La crisis abierta por la retirada de los últimos soldados estadounidenses y europeos de Afganistán confiere una significación nueva al último aniversario del 11-S. La decisión de lanzar una operación militar en ese país, adoptada por Estados Unidos como respuesta inmediata al 11-S y respaldada por la OTAN, fue esencialmente correcta. Norteamericanos y europeos no podían dejar sin castigo una agresión semejante y no podían anular o reducir la capacidad destructiva de Al Qaida sin descabezar su estructura y acabar con el emirato islámico que había protegido a Bin Laden y permitido que Afganistán se convirtiera en un gigantesco santuario para el terrorismo y la insurgencia yihadistas. Gracias a la intervención en Afganistán Al Qaida estuvo muy cerca de quedar desintegrada en 2001, lo que seguramente habría sucedido si las tropas estadounidenses hubieran evitado que Bin Laden y sus lugartenientes escaparan. Asimismo, el brutal emirato islámico podría haber desaparecido para siempre si Pakistán hubiera impedido que los talibanes establecieran retaguardia en su territorio y si Estados Unidos y la comunidad internacional hubieran reunido la voluntad política, recursos y paciencia necesaria para librar una guerra total contra los extremistas, implementar un gran plan de reconstrucción y desarrollo de Afganistán, como el planteado en la Conferencia de Bonn en diciembre de 2001, y acertado a controlar la corrupción endémica del país asiático y sus élites. Pero ya sabemos que nada de eso ocurrió. Todavía hoy se discute si los ataques del 11-S fueron concebidos para arrastrar a Estados Unidos a librar una guerra imposible de ganar. Buscado o no, ese ha sido el desenlace de la intervención militar de 2001. Para vergüenza de la comunidad internacional, los talibanes están restableciendo su emirato medieval.

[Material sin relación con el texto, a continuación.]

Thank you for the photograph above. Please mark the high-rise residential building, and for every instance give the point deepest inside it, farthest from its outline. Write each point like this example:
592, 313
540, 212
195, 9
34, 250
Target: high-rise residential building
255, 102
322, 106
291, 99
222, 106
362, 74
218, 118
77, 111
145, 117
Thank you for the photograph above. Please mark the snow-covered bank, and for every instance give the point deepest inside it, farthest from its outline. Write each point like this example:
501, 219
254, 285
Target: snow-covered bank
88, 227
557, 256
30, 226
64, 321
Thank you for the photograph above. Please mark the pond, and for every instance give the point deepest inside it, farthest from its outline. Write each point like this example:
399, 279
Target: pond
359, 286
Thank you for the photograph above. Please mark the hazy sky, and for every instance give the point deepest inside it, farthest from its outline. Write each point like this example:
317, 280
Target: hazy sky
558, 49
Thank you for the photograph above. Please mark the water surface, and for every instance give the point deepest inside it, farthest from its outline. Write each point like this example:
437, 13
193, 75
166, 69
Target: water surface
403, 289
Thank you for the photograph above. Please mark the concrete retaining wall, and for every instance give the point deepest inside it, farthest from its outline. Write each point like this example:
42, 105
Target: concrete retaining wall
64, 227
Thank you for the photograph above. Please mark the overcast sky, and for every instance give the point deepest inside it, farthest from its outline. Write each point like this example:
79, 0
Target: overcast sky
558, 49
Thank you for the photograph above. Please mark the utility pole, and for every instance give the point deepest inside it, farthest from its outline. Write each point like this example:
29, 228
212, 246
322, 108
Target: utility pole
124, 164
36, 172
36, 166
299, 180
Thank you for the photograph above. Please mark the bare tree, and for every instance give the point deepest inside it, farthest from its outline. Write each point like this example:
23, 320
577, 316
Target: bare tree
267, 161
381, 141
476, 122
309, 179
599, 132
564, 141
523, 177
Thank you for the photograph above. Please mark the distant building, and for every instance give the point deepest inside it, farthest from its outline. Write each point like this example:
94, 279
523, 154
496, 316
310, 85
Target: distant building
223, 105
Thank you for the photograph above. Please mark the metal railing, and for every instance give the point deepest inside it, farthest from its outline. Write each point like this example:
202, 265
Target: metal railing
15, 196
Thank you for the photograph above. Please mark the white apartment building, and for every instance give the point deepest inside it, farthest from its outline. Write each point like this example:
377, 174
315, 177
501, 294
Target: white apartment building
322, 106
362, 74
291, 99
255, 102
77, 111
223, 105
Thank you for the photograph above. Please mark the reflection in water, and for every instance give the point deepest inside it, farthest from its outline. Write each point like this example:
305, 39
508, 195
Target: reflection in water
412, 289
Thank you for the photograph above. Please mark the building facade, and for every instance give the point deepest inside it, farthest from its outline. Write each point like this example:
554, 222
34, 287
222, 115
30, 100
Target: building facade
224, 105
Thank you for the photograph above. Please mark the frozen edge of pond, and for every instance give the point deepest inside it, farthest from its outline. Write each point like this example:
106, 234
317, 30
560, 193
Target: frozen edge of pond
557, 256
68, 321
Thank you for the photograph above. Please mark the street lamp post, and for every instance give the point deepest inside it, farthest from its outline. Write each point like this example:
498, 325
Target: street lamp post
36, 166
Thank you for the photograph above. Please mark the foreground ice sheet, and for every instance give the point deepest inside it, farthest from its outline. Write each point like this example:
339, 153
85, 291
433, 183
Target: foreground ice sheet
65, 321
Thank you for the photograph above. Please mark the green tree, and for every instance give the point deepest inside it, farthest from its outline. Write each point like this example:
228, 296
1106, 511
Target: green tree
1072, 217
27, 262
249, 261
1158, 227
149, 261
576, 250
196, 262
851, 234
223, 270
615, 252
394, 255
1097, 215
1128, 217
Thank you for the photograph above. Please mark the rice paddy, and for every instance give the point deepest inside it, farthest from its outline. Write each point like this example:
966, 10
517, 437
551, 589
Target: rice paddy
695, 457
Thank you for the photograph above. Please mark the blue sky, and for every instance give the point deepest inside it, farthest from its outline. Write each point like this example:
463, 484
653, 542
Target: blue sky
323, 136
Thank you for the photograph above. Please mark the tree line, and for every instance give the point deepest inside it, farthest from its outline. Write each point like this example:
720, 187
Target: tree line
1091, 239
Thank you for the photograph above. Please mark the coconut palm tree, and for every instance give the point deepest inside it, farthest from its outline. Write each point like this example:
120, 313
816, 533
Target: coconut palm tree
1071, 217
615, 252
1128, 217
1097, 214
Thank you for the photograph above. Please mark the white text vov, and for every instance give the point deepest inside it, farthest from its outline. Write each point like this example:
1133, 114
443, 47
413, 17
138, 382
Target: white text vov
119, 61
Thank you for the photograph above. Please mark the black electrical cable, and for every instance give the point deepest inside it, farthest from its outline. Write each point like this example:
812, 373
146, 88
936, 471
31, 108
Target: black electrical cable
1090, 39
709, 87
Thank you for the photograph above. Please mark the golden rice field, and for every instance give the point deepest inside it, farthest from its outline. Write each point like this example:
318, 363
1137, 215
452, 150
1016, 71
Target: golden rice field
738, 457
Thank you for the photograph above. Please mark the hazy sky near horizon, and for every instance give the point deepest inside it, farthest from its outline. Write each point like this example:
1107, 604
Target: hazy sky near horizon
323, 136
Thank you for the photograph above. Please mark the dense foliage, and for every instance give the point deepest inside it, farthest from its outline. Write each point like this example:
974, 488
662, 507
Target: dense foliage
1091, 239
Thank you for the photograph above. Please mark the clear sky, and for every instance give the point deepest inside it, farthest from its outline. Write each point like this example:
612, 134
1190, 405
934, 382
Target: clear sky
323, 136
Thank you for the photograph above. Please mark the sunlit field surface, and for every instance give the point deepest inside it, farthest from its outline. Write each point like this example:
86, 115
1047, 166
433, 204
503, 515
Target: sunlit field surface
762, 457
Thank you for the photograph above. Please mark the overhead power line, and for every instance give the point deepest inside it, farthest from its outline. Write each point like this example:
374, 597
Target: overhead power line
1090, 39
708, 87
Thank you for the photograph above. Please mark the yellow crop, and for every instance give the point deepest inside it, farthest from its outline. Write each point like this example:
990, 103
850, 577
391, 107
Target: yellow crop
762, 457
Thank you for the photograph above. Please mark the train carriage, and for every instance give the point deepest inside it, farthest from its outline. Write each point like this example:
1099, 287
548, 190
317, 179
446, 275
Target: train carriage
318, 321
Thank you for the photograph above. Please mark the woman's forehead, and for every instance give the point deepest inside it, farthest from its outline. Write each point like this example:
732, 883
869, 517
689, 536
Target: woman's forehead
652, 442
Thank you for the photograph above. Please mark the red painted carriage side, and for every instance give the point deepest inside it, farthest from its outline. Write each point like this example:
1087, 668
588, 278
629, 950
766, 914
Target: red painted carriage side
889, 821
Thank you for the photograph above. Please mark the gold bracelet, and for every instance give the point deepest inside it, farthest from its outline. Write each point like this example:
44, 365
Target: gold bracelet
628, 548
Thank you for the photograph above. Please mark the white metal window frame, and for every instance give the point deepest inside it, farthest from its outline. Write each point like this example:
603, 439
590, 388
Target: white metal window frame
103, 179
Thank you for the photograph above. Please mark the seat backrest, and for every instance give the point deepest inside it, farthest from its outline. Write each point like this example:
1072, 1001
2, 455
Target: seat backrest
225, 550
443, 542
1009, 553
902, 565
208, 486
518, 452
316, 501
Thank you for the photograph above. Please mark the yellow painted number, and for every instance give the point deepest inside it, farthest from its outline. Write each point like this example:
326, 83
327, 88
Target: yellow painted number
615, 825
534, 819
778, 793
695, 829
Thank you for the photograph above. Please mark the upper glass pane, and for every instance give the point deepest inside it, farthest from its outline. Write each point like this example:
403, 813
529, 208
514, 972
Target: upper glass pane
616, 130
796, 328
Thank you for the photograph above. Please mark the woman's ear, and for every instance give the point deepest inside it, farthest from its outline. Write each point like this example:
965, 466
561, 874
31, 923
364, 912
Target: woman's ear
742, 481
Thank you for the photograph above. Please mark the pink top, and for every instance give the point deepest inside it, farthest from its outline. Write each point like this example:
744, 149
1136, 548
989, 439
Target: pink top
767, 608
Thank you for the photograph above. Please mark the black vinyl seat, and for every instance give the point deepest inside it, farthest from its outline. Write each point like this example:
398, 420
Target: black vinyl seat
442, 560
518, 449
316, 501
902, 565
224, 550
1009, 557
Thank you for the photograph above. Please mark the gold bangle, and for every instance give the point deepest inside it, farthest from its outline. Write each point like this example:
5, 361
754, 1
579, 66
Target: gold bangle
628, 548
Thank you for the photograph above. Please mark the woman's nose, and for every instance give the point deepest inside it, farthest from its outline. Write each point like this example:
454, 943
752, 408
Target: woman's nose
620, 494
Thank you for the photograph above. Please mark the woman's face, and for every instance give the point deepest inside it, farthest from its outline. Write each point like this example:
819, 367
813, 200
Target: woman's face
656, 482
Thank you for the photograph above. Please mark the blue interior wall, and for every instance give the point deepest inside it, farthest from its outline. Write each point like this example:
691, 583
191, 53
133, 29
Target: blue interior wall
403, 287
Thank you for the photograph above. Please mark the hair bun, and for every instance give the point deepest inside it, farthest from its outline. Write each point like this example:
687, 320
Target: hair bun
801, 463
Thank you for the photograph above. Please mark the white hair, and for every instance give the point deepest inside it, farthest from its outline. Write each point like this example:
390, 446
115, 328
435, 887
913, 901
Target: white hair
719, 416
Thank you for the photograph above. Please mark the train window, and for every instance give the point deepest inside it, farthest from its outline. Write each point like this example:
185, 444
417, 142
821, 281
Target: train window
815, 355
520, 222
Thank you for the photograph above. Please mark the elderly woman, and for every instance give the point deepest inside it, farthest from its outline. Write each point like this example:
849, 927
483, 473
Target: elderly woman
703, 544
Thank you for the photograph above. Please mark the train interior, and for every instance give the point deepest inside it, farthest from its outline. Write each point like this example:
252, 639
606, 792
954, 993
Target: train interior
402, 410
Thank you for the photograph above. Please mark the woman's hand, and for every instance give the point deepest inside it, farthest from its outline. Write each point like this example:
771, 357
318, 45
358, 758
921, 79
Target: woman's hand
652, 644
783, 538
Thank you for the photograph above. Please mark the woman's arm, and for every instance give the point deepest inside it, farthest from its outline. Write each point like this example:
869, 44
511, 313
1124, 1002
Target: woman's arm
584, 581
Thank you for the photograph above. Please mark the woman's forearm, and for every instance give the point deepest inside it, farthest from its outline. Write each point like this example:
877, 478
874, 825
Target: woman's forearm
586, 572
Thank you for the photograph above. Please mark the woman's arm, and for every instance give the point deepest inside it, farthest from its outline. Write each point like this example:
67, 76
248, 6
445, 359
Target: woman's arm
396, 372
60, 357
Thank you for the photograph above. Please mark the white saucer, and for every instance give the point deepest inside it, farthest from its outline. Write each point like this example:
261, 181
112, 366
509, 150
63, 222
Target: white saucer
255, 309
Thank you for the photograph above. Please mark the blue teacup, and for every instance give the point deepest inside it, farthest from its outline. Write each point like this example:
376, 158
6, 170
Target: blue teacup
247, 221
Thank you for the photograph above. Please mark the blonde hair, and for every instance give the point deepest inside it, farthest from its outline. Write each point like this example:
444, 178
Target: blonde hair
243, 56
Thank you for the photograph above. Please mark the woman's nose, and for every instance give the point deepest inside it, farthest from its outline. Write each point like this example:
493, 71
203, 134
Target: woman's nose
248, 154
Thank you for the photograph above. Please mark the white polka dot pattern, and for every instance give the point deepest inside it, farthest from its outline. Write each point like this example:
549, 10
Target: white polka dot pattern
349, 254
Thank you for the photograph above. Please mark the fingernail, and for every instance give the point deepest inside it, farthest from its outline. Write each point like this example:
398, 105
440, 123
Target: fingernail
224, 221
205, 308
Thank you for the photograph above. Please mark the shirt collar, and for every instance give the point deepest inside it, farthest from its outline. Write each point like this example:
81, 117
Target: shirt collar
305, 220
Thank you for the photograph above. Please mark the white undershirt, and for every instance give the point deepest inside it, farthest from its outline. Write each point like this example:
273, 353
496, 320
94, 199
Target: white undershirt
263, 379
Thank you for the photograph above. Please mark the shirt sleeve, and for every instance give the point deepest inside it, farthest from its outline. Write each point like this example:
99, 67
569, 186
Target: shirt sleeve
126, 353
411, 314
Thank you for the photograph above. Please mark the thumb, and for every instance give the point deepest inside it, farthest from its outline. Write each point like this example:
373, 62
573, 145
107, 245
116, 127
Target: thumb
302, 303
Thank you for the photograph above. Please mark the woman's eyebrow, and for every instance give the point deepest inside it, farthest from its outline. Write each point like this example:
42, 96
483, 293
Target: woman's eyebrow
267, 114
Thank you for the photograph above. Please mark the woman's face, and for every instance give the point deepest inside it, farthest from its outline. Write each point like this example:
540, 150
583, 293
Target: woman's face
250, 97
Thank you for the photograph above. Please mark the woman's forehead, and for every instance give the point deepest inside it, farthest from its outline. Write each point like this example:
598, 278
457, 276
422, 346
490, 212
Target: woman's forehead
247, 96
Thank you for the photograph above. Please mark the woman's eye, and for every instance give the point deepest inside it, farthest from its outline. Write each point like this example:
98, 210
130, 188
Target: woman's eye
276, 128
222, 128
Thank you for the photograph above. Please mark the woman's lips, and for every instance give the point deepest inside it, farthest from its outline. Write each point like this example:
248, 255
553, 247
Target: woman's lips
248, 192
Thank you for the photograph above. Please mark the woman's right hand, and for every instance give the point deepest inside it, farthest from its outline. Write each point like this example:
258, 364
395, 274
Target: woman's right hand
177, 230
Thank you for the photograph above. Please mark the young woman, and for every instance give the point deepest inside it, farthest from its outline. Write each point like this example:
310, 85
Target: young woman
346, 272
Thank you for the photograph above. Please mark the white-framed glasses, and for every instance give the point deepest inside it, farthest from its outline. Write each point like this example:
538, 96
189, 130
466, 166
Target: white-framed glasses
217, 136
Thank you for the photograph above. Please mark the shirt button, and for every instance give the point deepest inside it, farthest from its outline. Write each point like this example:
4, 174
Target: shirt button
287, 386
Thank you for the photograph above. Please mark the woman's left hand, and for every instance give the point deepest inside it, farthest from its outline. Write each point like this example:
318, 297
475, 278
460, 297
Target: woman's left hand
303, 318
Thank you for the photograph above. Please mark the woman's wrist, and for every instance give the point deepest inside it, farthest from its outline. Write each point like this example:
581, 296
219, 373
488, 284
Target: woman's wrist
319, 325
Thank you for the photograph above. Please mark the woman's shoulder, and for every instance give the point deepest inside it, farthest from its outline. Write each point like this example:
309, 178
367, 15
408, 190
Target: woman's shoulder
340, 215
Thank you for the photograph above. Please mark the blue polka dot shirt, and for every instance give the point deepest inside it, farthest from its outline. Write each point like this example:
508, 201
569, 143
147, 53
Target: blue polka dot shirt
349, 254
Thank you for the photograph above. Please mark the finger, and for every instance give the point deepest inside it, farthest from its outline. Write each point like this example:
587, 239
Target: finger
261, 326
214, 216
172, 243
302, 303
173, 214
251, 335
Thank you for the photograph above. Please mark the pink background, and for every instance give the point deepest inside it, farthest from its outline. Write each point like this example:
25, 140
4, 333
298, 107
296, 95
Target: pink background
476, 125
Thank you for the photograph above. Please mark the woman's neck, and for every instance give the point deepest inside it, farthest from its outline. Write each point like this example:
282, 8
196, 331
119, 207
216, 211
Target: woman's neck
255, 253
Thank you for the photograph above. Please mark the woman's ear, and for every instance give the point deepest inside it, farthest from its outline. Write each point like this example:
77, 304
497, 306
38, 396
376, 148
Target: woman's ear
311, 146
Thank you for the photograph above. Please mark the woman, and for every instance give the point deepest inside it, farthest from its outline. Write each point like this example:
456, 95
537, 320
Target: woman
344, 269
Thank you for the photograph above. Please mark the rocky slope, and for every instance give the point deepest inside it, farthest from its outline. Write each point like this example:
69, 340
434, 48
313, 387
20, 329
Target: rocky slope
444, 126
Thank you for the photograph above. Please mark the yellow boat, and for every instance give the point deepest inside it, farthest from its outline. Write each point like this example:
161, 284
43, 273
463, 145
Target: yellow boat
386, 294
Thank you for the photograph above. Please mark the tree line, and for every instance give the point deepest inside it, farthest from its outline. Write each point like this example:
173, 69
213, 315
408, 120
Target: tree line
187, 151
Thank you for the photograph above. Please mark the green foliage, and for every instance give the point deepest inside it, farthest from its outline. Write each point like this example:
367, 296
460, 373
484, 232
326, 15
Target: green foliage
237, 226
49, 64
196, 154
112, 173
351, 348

Al Qaida no cuenta hoy con los medios y oportunidades que le llevaron a provocar el 11-S, pero está presente en Afganistán y ha ayudado a la ‘reconquista’ de los talibanes. Habrá que esperar a comprobar qué pesa más, si su afán de conservar el poder que tanto han tardado en recuperar o su fanatismo, que llevó al mulá Omar a negarse a entregar a Bin Laden. En cualquier caso, sería insensato descartar que el país asiático vuelva a proyectar terrorismo fuera de sus fronteras. Por lo demás, la victoria de los socios de Al Qaida supone una inyección de moral para un movimiento yihadista que no ha dejado de sumar focos de actividad terrorista en todo el mundo musulmán, logró realizar el experimento de un nuevo califato que a punto estuvo de absorber por entero dos de los principales países árabes surgidos de la descolonización (Siria e Irak), ayudó a desestabilizar otras muchas naciones, alentó una intensa campaña de atentados en suelo europeo (con efecto directo en España: Barcelona y Cambrils) y que lleva años extendiéndose como un reguero de pólvora por el continente africano. Veinte años después, la humanidad enfrenta otros muchos problemas, algunos más graves, pero la misma clase de extremismo violento que condujo al 11-S sigue figurando en la lista.

Luis de la Corte Ibáñez es profesor de la Universidad Autónoma de Madrid. Instituto de Ciencias Forenses y de la Seguridad (ICFS-UAM).